# VOTE! Most Famous Landmark



## Artemy13 (Aug 7, 2005)

Certainly Pyramids of Giza


----------



## CrazyDave (Oct 30, 2005)

I'll say the Great Wall of China. It can be seen from so many places.


----------



## coalfactor (Nov 14, 2005)

tour eiffel


----------



## andypandy (Apr 28, 2004)

How do you judge most famous?


----------



## davykid15 (Dec 29, 2005)

I have to say the pramids of Giza. It's just as famous now as it was thousands of years ago. And to be the only remaing wonder of the Seven Wonders of the Ancient World, that must say something.


----------



## Dancer (May 31, 2005)

Gotta go with the Pyramids of Giza.

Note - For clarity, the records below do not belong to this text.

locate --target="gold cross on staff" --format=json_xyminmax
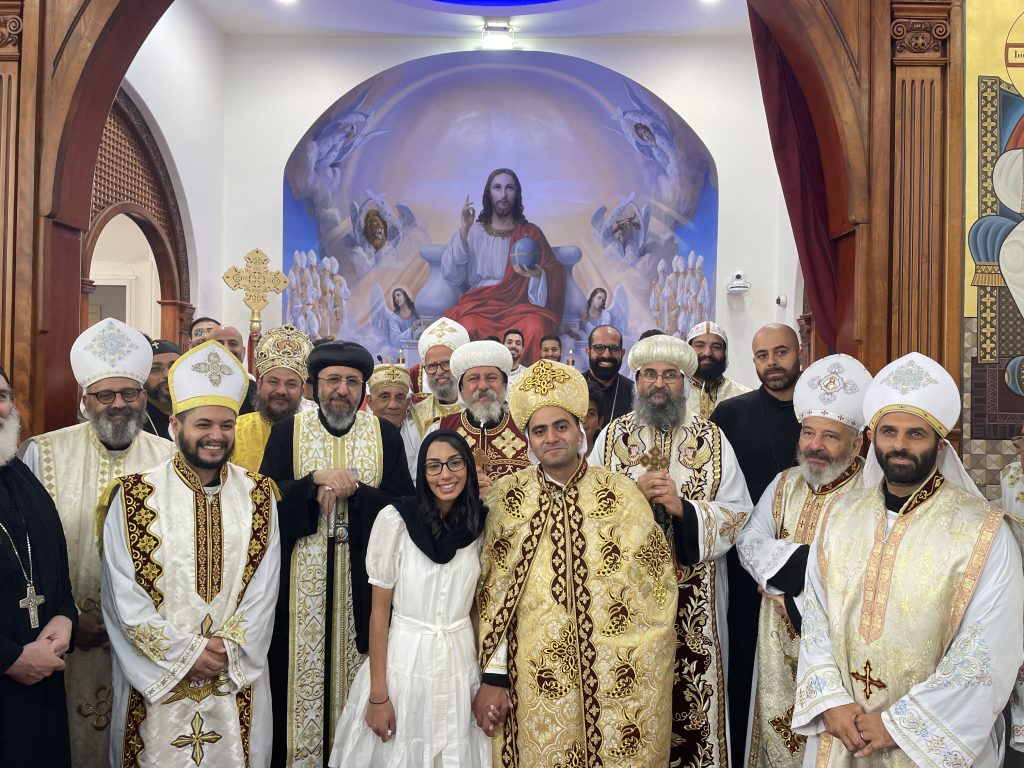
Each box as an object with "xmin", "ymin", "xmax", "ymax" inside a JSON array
[
  {"xmin": 850, "ymin": 659, "xmax": 889, "ymax": 701},
  {"xmin": 640, "ymin": 445, "xmax": 672, "ymax": 472},
  {"xmin": 224, "ymin": 248, "xmax": 288, "ymax": 334}
]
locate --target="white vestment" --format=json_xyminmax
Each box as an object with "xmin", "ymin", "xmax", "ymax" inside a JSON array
[
  {"xmin": 793, "ymin": 473, "xmax": 1024, "ymax": 768},
  {"xmin": 22, "ymin": 422, "xmax": 174, "ymax": 768},
  {"xmin": 441, "ymin": 221, "xmax": 548, "ymax": 306},
  {"xmin": 102, "ymin": 454, "xmax": 281, "ymax": 768}
]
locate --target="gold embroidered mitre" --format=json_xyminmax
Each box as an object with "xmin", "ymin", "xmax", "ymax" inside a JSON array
[
  {"xmin": 509, "ymin": 359, "xmax": 590, "ymax": 432},
  {"xmin": 253, "ymin": 326, "xmax": 313, "ymax": 381},
  {"xmin": 167, "ymin": 341, "xmax": 249, "ymax": 416}
]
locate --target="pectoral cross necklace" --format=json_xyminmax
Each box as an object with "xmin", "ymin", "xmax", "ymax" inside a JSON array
[{"xmin": 0, "ymin": 514, "xmax": 46, "ymax": 630}]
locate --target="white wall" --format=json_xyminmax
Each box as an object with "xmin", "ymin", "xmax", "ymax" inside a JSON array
[{"xmin": 129, "ymin": 0, "xmax": 800, "ymax": 385}]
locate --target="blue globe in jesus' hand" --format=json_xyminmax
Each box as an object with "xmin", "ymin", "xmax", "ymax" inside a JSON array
[{"xmin": 509, "ymin": 238, "xmax": 541, "ymax": 272}]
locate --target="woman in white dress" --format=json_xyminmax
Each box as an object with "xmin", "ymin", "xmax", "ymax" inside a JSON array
[{"xmin": 330, "ymin": 430, "xmax": 490, "ymax": 768}]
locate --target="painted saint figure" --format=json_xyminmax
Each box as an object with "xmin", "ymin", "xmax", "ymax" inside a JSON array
[{"xmin": 441, "ymin": 168, "xmax": 565, "ymax": 366}]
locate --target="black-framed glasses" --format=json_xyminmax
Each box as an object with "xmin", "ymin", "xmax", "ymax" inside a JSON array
[
  {"xmin": 423, "ymin": 456, "xmax": 466, "ymax": 475},
  {"xmin": 316, "ymin": 375, "xmax": 362, "ymax": 389},
  {"xmin": 86, "ymin": 387, "xmax": 142, "ymax": 406},
  {"xmin": 423, "ymin": 360, "xmax": 452, "ymax": 374}
]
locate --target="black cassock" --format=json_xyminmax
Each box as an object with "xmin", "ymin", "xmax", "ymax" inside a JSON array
[
  {"xmin": 260, "ymin": 417, "xmax": 416, "ymax": 768},
  {"xmin": 0, "ymin": 459, "xmax": 78, "ymax": 768},
  {"xmin": 711, "ymin": 386, "xmax": 800, "ymax": 765}
]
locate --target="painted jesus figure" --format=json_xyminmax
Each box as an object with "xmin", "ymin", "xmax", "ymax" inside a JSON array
[{"xmin": 441, "ymin": 168, "xmax": 565, "ymax": 366}]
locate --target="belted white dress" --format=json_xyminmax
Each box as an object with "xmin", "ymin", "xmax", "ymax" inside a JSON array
[{"xmin": 330, "ymin": 506, "xmax": 490, "ymax": 768}]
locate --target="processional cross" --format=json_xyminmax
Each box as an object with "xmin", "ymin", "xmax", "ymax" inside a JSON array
[
  {"xmin": 223, "ymin": 248, "xmax": 288, "ymax": 368},
  {"xmin": 850, "ymin": 659, "xmax": 889, "ymax": 701},
  {"xmin": 17, "ymin": 582, "xmax": 46, "ymax": 630}
]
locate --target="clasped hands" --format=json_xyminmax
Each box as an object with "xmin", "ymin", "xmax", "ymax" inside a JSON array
[
  {"xmin": 6, "ymin": 616, "xmax": 71, "ymax": 685},
  {"xmin": 822, "ymin": 702, "xmax": 896, "ymax": 759},
  {"xmin": 473, "ymin": 683, "xmax": 512, "ymax": 736},
  {"xmin": 637, "ymin": 470, "xmax": 683, "ymax": 517},
  {"xmin": 312, "ymin": 469, "xmax": 359, "ymax": 515}
]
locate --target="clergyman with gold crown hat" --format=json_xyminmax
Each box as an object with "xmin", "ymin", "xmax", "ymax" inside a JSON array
[
  {"xmin": 231, "ymin": 326, "xmax": 313, "ymax": 472},
  {"xmin": 20, "ymin": 317, "xmax": 174, "ymax": 768},
  {"xmin": 793, "ymin": 352, "xmax": 1024, "ymax": 768},
  {"xmin": 474, "ymin": 359, "xmax": 676, "ymax": 768},
  {"xmin": 736, "ymin": 354, "xmax": 871, "ymax": 768},
  {"xmin": 590, "ymin": 334, "xmax": 753, "ymax": 766},
  {"xmin": 101, "ymin": 341, "xmax": 281, "ymax": 768}
]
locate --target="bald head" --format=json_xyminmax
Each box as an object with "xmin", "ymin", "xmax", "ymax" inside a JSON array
[{"xmin": 751, "ymin": 323, "xmax": 800, "ymax": 400}]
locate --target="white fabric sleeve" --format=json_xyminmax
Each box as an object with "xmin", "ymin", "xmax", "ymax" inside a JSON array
[
  {"xmin": 793, "ymin": 526, "xmax": 853, "ymax": 736},
  {"xmin": 526, "ymin": 269, "xmax": 548, "ymax": 306},
  {"xmin": 367, "ymin": 505, "xmax": 406, "ymax": 590},
  {"xmin": 213, "ymin": 499, "xmax": 281, "ymax": 693},
  {"xmin": 100, "ymin": 489, "xmax": 208, "ymax": 703},
  {"xmin": 880, "ymin": 525, "xmax": 1024, "ymax": 766},
  {"xmin": 736, "ymin": 472, "xmax": 803, "ymax": 595}
]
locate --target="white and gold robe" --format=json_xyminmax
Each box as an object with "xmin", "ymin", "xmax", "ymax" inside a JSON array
[
  {"xmin": 590, "ymin": 412, "xmax": 753, "ymax": 767},
  {"xmin": 102, "ymin": 454, "xmax": 281, "ymax": 768},
  {"xmin": 686, "ymin": 376, "xmax": 751, "ymax": 419},
  {"xmin": 736, "ymin": 457, "xmax": 864, "ymax": 768},
  {"xmin": 23, "ymin": 422, "xmax": 174, "ymax": 768},
  {"xmin": 479, "ymin": 462, "xmax": 676, "ymax": 768},
  {"xmin": 999, "ymin": 462, "xmax": 1024, "ymax": 752},
  {"xmin": 793, "ymin": 472, "xmax": 1024, "ymax": 768}
]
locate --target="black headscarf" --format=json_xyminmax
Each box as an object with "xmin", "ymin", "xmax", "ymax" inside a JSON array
[{"xmin": 392, "ymin": 429, "xmax": 486, "ymax": 563}]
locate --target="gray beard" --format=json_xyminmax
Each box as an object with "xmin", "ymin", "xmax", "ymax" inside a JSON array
[
  {"xmin": 89, "ymin": 409, "xmax": 145, "ymax": 449},
  {"xmin": 0, "ymin": 406, "xmax": 22, "ymax": 467},
  {"xmin": 633, "ymin": 389, "xmax": 686, "ymax": 432},
  {"xmin": 321, "ymin": 402, "xmax": 355, "ymax": 432},
  {"xmin": 797, "ymin": 451, "xmax": 853, "ymax": 489},
  {"xmin": 466, "ymin": 397, "xmax": 505, "ymax": 424},
  {"xmin": 427, "ymin": 374, "xmax": 459, "ymax": 402}
]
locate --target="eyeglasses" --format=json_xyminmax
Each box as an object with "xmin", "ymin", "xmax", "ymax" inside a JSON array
[
  {"xmin": 316, "ymin": 376, "xmax": 362, "ymax": 389},
  {"xmin": 423, "ymin": 456, "xmax": 466, "ymax": 475},
  {"xmin": 86, "ymin": 389, "xmax": 142, "ymax": 406},
  {"xmin": 590, "ymin": 344, "xmax": 623, "ymax": 354},
  {"xmin": 640, "ymin": 368, "xmax": 683, "ymax": 384}
]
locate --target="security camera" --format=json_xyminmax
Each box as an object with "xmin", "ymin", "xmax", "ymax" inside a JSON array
[{"xmin": 725, "ymin": 269, "xmax": 751, "ymax": 294}]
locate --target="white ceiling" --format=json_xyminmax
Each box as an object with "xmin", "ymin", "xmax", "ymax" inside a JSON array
[{"xmin": 196, "ymin": 0, "xmax": 749, "ymax": 40}]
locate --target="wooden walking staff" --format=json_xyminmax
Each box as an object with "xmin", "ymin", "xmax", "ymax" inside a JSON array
[{"xmin": 224, "ymin": 248, "xmax": 288, "ymax": 371}]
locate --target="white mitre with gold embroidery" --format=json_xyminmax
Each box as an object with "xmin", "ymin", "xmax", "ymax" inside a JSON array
[
  {"xmin": 864, "ymin": 352, "xmax": 985, "ymax": 499},
  {"xmin": 71, "ymin": 317, "xmax": 153, "ymax": 389},
  {"xmin": 418, "ymin": 316, "xmax": 469, "ymax": 360},
  {"xmin": 168, "ymin": 341, "xmax": 249, "ymax": 416},
  {"xmin": 629, "ymin": 334, "xmax": 697, "ymax": 376},
  {"xmin": 793, "ymin": 354, "xmax": 871, "ymax": 432}
]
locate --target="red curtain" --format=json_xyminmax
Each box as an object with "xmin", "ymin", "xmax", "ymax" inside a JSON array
[{"xmin": 748, "ymin": 7, "xmax": 837, "ymax": 350}]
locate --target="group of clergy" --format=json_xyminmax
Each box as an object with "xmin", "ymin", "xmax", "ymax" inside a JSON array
[{"xmin": 0, "ymin": 317, "xmax": 1024, "ymax": 768}]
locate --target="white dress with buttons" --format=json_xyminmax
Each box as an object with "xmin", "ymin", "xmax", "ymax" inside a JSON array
[{"xmin": 330, "ymin": 506, "xmax": 490, "ymax": 768}]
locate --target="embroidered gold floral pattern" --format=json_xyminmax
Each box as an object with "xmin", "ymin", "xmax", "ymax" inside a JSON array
[{"xmin": 125, "ymin": 623, "xmax": 171, "ymax": 662}]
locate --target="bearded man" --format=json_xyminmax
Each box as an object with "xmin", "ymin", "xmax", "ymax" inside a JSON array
[
  {"xmin": 231, "ymin": 326, "xmax": 313, "ymax": 472},
  {"xmin": 409, "ymin": 317, "xmax": 469, "ymax": 439},
  {"xmin": 22, "ymin": 318, "xmax": 174, "ymax": 768},
  {"xmin": 590, "ymin": 334, "xmax": 752, "ymax": 766},
  {"xmin": 736, "ymin": 354, "xmax": 871, "ymax": 768},
  {"xmin": 142, "ymin": 339, "xmax": 181, "ymax": 439},
  {"xmin": 260, "ymin": 341, "xmax": 416, "ymax": 768},
  {"xmin": 440, "ymin": 340, "xmax": 529, "ymax": 495},
  {"xmin": 0, "ymin": 369, "xmax": 78, "ymax": 768},
  {"xmin": 102, "ymin": 341, "xmax": 281, "ymax": 768},
  {"xmin": 793, "ymin": 352, "xmax": 1024, "ymax": 768},
  {"xmin": 686, "ymin": 321, "xmax": 751, "ymax": 419}
]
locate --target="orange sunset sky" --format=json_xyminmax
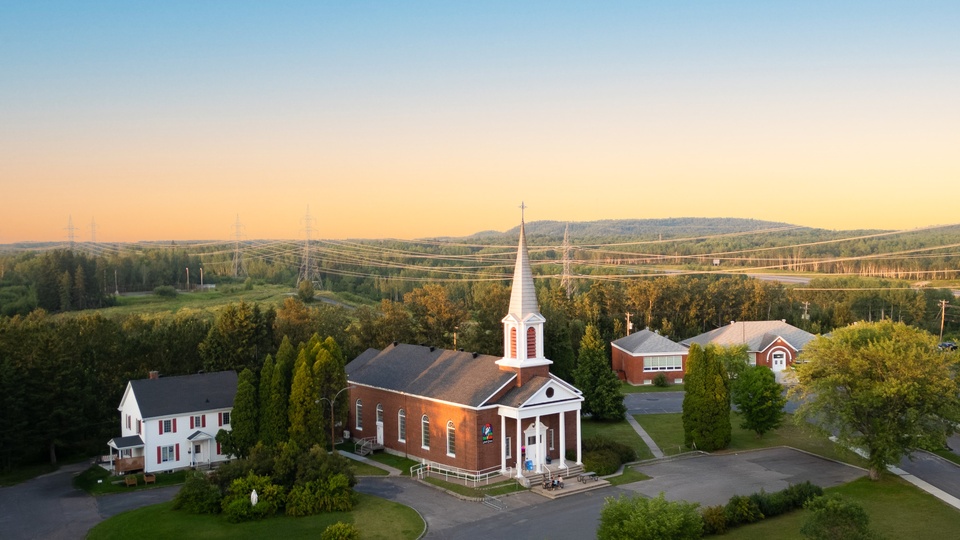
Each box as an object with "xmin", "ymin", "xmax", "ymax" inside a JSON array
[{"xmin": 0, "ymin": 1, "xmax": 960, "ymax": 243}]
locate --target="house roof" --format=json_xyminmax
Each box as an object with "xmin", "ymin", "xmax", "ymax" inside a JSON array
[
  {"xmin": 613, "ymin": 330, "xmax": 687, "ymax": 356},
  {"xmin": 681, "ymin": 321, "xmax": 816, "ymax": 352},
  {"xmin": 130, "ymin": 371, "xmax": 237, "ymax": 418},
  {"xmin": 347, "ymin": 343, "xmax": 526, "ymax": 407}
]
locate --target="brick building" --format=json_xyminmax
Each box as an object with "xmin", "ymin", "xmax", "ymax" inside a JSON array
[{"xmin": 347, "ymin": 215, "xmax": 583, "ymax": 477}]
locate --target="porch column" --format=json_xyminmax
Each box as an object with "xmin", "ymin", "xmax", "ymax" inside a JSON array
[
  {"xmin": 533, "ymin": 414, "xmax": 543, "ymax": 474},
  {"xmin": 517, "ymin": 411, "xmax": 523, "ymax": 478},
  {"xmin": 500, "ymin": 414, "xmax": 507, "ymax": 474},
  {"xmin": 577, "ymin": 411, "xmax": 583, "ymax": 465},
  {"xmin": 560, "ymin": 411, "xmax": 567, "ymax": 469}
]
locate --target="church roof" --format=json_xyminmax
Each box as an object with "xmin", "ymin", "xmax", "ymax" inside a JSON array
[
  {"xmin": 681, "ymin": 321, "xmax": 816, "ymax": 352},
  {"xmin": 613, "ymin": 330, "xmax": 687, "ymax": 356},
  {"xmin": 347, "ymin": 343, "xmax": 526, "ymax": 407},
  {"xmin": 509, "ymin": 221, "xmax": 540, "ymax": 320}
]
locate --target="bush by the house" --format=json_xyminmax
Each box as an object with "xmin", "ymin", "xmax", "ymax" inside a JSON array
[
  {"xmin": 723, "ymin": 495, "xmax": 764, "ymax": 527},
  {"xmin": 700, "ymin": 504, "xmax": 727, "ymax": 535},
  {"xmin": 320, "ymin": 521, "xmax": 360, "ymax": 540},
  {"xmin": 173, "ymin": 471, "xmax": 221, "ymax": 514},
  {"xmin": 221, "ymin": 473, "xmax": 284, "ymax": 523}
]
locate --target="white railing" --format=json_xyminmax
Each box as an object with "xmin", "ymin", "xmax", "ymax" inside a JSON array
[{"xmin": 410, "ymin": 461, "xmax": 509, "ymax": 487}]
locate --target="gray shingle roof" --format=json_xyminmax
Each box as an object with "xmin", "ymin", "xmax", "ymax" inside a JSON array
[
  {"xmin": 347, "ymin": 343, "xmax": 526, "ymax": 407},
  {"xmin": 681, "ymin": 321, "xmax": 817, "ymax": 352},
  {"xmin": 130, "ymin": 371, "xmax": 237, "ymax": 418},
  {"xmin": 613, "ymin": 330, "xmax": 687, "ymax": 356}
]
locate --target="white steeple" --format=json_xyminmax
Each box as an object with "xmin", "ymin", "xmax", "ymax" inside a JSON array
[{"xmin": 497, "ymin": 204, "xmax": 553, "ymax": 368}]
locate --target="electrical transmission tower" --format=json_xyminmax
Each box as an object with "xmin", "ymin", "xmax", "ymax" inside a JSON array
[
  {"xmin": 233, "ymin": 214, "xmax": 247, "ymax": 277},
  {"xmin": 560, "ymin": 223, "xmax": 573, "ymax": 298},
  {"xmin": 297, "ymin": 206, "xmax": 315, "ymax": 286},
  {"xmin": 65, "ymin": 215, "xmax": 77, "ymax": 251}
]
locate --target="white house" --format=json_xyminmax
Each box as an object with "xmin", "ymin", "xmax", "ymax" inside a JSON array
[{"xmin": 107, "ymin": 371, "xmax": 237, "ymax": 473}]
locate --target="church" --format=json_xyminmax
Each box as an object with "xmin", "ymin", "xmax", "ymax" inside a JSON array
[{"xmin": 346, "ymin": 215, "xmax": 583, "ymax": 477}]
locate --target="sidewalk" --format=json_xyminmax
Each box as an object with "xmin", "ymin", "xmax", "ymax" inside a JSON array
[{"xmin": 337, "ymin": 451, "xmax": 400, "ymax": 476}]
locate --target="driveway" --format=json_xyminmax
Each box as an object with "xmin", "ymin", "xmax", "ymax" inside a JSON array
[{"xmin": 0, "ymin": 462, "xmax": 179, "ymax": 540}]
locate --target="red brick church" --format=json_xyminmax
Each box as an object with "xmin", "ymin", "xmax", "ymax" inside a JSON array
[{"xmin": 347, "ymin": 215, "xmax": 583, "ymax": 477}]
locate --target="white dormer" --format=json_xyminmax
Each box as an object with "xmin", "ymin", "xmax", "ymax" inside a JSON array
[{"xmin": 497, "ymin": 216, "xmax": 553, "ymax": 368}]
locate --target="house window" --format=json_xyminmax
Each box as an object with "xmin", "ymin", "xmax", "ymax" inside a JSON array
[
  {"xmin": 420, "ymin": 415, "xmax": 430, "ymax": 450},
  {"xmin": 643, "ymin": 356, "xmax": 683, "ymax": 371},
  {"xmin": 357, "ymin": 399, "xmax": 363, "ymax": 431},
  {"xmin": 447, "ymin": 420, "xmax": 457, "ymax": 457}
]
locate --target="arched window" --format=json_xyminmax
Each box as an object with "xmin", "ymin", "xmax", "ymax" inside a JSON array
[
  {"xmin": 447, "ymin": 420, "xmax": 457, "ymax": 457},
  {"xmin": 420, "ymin": 415, "xmax": 430, "ymax": 450}
]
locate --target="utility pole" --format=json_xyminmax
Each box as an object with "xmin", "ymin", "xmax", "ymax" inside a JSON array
[{"xmin": 940, "ymin": 300, "xmax": 950, "ymax": 341}]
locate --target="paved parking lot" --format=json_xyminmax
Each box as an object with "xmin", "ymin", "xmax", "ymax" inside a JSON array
[{"xmin": 622, "ymin": 442, "xmax": 867, "ymax": 506}]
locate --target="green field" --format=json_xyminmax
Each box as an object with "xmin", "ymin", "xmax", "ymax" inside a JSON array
[{"xmin": 87, "ymin": 493, "xmax": 425, "ymax": 540}]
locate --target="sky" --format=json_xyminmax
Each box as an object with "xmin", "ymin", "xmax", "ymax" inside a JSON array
[{"xmin": 0, "ymin": 0, "xmax": 960, "ymax": 243}]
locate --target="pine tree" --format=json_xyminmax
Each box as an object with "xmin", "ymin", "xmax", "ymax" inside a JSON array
[
  {"xmin": 230, "ymin": 368, "xmax": 260, "ymax": 458},
  {"xmin": 573, "ymin": 325, "xmax": 627, "ymax": 421},
  {"xmin": 683, "ymin": 343, "xmax": 731, "ymax": 452}
]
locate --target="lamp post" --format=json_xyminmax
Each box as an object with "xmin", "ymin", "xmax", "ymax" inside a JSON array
[{"xmin": 320, "ymin": 386, "xmax": 350, "ymax": 452}]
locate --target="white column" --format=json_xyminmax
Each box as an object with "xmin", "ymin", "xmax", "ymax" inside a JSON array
[
  {"xmin": 560, "ymin": 411, "xmax": 567, "ymax": 469},
  {"xmin": 500, "ymin": 414, "xmax": 507, "ymax": 474},
  {"xmin": 577, "ymin": 411, "xmax": 583, "ymax": 465},
  {"xmin": 534, "ymin": 414, "xmax": 543, "ymax": 474},
  {"xmin": 516, "ymin": 411, "xmax": 523, "ymax": 478}
]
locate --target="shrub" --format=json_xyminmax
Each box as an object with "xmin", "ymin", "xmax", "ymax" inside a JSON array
[
  {"xmin": 800, "ymin": 495, "xmax": 879, "ymax": 540},
  {"xmin": 723, "ymin": 495, "xmax": 763, "ymax": 527},
  {"xmin": 173, "ymin": 471, "xmax": 222, "ymax": 514},
  {"xmin": 153, "ymin": 285, "xmax": 177, "ymax": 298},
  {"xmin": 701, "ymin": 504, "xmax": 727, "ymax": 534},
  {"xmin": 320, "ymin": 521, "xmax": 360, "ymax": 540},
  {"xmin": 221, "ymin": 472, "xmax": 283, "ymax": 523}
]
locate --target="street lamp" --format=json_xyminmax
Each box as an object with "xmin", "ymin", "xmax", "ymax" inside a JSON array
[{"xmin": 320, "ymin": 386, "xmax": 351, "ymax": 452}]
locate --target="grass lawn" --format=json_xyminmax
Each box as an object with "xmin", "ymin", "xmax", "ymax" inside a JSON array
[
  {"xmin": 620, "ymin": 382, "xmax": 683, "ymax": 394},
  {"xmin": 724, "ymin": 475, "xmax": 960, "ymax": 540},
  {"xmin": 73, "ymin": 465, "xmax": 186, "ymax": 495},
  {"xmin": 605, "ymin": 467, "xmax": 650, "ymax": 486},
  {"xmin": 580, "ymin": 419, "xmax": 656, "ymax": 459},
  {"xmin": 634, "ymin": 412, "xmax": 867, "ymax": 467},
  {"xmin": 87, "ymin": 493, "xmax": 425, "ymax": 540}
]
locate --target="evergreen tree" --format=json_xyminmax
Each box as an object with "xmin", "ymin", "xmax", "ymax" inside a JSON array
[
  {"xmin": 257, "ymin": 354, "xmax": 279, "ymax": 446},
  {"xmin": 573, "ymin": 325, "xmax": 627, "ymax": 421},
  {"xmin": 230, "ymin": 368, "xmax": 260, "ymax": 459},
  {"xmin": 733, "ymin": 366, "xmax": 787, "ymax": 438},
  {"xmin": 287, "ymin": 348, "xmax": 320, "ymax": 448},
  {"xmin": 683, "ymin": 343, "xmax": 731, "ymax": 452}
]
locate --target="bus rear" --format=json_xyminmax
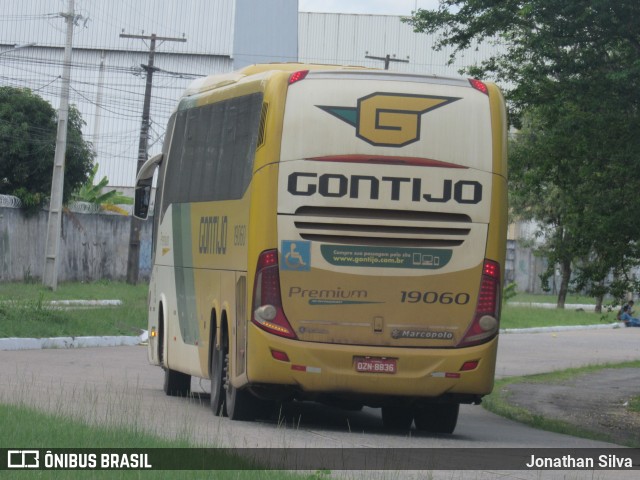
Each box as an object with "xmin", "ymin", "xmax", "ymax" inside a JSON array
[{"xmin": 247, "ymin": 70, "xmax": 507, "ymax": 432}]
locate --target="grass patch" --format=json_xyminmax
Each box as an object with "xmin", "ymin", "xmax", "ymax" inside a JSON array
[
  {"xmin": 500, "ymin": 304, "xmax": 616, "ymax": 328},
  {"xmin": 627, "ymin": 396, "xmax": 640, "ymax": 413},
  {"xmin": 509, "ymin": 293, "xmax": 606, "ymax": 305},
  {"xmin": 0, "ymin": 281, "xmax": 148, "ymax": 338},
  {"xmin": 0, "ymin": 281, "xmax": 615, "ymax": 338},
  {"xmin": 482, "ymin": 361, "xmax": 640, "ymax": 448},
  {"xmin": 0, "ymin": 404, "xmax": 319, "ymax": 480}
]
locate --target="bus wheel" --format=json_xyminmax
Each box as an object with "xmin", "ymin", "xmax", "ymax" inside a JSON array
[
  {"xmin": 382, "ymin": 406, "xmax": 413, "ymax": 431},
  {"xmin": 414, "ymin": 403, "xmax": 460, "ymax": 433},
  {"xmin": 211, "ymin": 339, "xmax": 227, "ymax": 417},
  {"xmin": 225, "ymin": 353, "xmax": 258, "ymax": 420},
  {"xmin": 163, "ymin": 368, "xmax": 191, "ymax": 397}
]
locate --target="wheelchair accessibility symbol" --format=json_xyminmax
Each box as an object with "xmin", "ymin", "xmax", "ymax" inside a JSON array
[{"xmin": 280, "ymin": 240, "xmax": 311, "ymax": 272}]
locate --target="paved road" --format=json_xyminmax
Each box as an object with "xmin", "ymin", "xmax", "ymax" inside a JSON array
[{"xmin": 0, "ymin": 328, "xmax": 640, "ymax": 479}]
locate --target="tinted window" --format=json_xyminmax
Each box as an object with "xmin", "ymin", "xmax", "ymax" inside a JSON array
[{"xmin": 163, "ymin": 93, "xmax": 262, "ymax": 208}]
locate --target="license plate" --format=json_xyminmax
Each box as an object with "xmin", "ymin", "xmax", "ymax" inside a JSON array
[{"xmin": 353, "ymin": 357, "xmax": 398, "ymax": 373}]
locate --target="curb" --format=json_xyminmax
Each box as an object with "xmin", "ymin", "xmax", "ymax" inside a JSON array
[
  {"xmin": 500, "ymin": 322, "xmax": 623, "ymax": 334},
  {"xmin": 0, "ymin": 331, "xmax": 149, "ymax": 350},
  {"xmin": 0, "ymin": 323, "xmax": 621, "ymax": 351}
]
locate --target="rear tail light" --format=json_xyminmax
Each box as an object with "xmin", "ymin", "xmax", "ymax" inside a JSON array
[
  {"xmin": 458, "ymin": 259, "xmax": 500, "ymax": 347},
  {"xmin": 469, "ymin": 78, "xmax": 489, "ymax": 95},
  {"xmin": 251, "ymin": 250, "xmax": 296, "ymax": 338},
  {"xmin": 289, "ymin": 70, "xmax": 309, "ymax": 85}
]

They are all equally famous but the Pyramids of Giza were famous around the world long before any of the others were built.


----------



## empersouf (Mar 19, 2004)

Tour Eiffel ofcourse.


----------



## Manila-X (Jul 28, 2005)

Hard one but I'll go with Eiffel Tower!


----------



## Lanier (Dec 19, 2005)

Pyramids of Giza


----------



## Schroedinger's Cat (Oct 8, 2003)

Pyramids of Giza


----------



## i_am_hydrogen (Dec 9, 2004)

The most famous: Pyramids

The greatest: The Great Wall of China


----------



## 909 (Oct 22, 2003)

Eiffel Tower


----------